Treatment of adrenoleukodystrophy
Conservative therapy
Choosing reasonable pathogenetic therapy is clinicians’ most acute problem when treating a particular patient. Since the disease can be diagnosed even before the development of clinical signs, presymptomatic correction is of particular importance. Conservative methods are used in the treatment of adrenoleukodystrophy:
- Diet. A low-fat diet is recommended to normalize the level of fatty acids in the blood. Diet is effective only at the preclinical stage of the disease.
- Pharmacotherapy. In the phenomenon of hypocorticism, replacement therapy with glucocorticoids and mineralocorticoids is clearly indicated, but these drugs have no effect on the pathological process in the central nervous system. Neurometabolic agents, myorelaxants, and vitamins are used to treat myelopathy symptomatically.

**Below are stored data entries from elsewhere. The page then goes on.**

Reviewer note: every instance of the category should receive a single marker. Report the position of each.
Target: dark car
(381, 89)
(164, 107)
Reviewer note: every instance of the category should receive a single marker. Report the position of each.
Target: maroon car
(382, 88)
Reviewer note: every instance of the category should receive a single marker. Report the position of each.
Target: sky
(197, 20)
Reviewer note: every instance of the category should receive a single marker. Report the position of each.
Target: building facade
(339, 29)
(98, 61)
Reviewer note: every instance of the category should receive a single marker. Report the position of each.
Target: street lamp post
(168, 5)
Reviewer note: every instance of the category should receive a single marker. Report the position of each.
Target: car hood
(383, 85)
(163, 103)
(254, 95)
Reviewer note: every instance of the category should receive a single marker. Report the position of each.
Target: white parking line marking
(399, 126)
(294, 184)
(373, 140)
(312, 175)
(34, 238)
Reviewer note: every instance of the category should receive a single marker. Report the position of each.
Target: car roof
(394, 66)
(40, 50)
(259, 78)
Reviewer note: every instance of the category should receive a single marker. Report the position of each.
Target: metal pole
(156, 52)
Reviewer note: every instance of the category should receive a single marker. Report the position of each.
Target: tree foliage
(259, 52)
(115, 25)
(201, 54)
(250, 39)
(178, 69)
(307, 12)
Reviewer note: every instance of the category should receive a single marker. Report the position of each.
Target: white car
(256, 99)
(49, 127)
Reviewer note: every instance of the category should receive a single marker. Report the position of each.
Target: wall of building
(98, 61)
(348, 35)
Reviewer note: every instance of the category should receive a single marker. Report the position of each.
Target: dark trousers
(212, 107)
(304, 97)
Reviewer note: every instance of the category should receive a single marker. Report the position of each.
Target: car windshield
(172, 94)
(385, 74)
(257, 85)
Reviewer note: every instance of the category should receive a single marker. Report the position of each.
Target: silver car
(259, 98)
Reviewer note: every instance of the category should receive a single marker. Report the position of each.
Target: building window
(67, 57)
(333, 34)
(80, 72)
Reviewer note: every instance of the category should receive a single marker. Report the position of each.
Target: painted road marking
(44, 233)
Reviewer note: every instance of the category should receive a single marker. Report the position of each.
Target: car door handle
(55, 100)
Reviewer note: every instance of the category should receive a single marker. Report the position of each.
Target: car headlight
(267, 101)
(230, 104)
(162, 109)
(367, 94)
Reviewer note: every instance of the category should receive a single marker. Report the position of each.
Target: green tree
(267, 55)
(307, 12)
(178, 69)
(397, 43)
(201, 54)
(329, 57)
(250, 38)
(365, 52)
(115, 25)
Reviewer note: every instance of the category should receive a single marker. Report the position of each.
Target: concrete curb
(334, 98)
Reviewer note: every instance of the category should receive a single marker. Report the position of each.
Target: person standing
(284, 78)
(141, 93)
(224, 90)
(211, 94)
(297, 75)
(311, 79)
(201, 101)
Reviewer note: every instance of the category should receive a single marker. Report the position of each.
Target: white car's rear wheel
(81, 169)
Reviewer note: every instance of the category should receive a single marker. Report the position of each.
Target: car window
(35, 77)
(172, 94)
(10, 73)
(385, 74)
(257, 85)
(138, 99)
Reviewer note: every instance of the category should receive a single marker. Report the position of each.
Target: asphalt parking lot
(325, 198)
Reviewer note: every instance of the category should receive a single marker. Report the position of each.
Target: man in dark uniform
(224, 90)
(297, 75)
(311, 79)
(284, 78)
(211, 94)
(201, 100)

- Bone marrow transplantation. In the early stages of adrenoleukodystrophy in childhood and adolescence, allogeneic transplantation of hematopoietic stem cells can stop the progression of demyelination, so it is recognized as the primary treatment method.
Prognosis and prevention
The long-term prognosis in X-linked adrenoleukodystrophy depends on the specific phenotype. In children, the cerebral form has a particularly severe, rapidly progressive course with a five-year survival rate of 59%, with many dying within a few years of disease onset. Other forms may not affect life expectancy but may reduce the quality of life through disability. Given the high degree of polymorphism, even among members of the same family, prognosis can vary considerably.
Primary prevention measures in adrenoleukodystrophy involve medical and genetic counseling of probable carriers and prenatal diagnosis (biopsy of chorionic villi, analysis of amniotic fluid). Early detection of biochemical changes in the blood is essential to confirm the diagnosis at preclinical stages. In combination with active pathogenetic therapy, it will help to avoid progression, reducing the risk of further disability.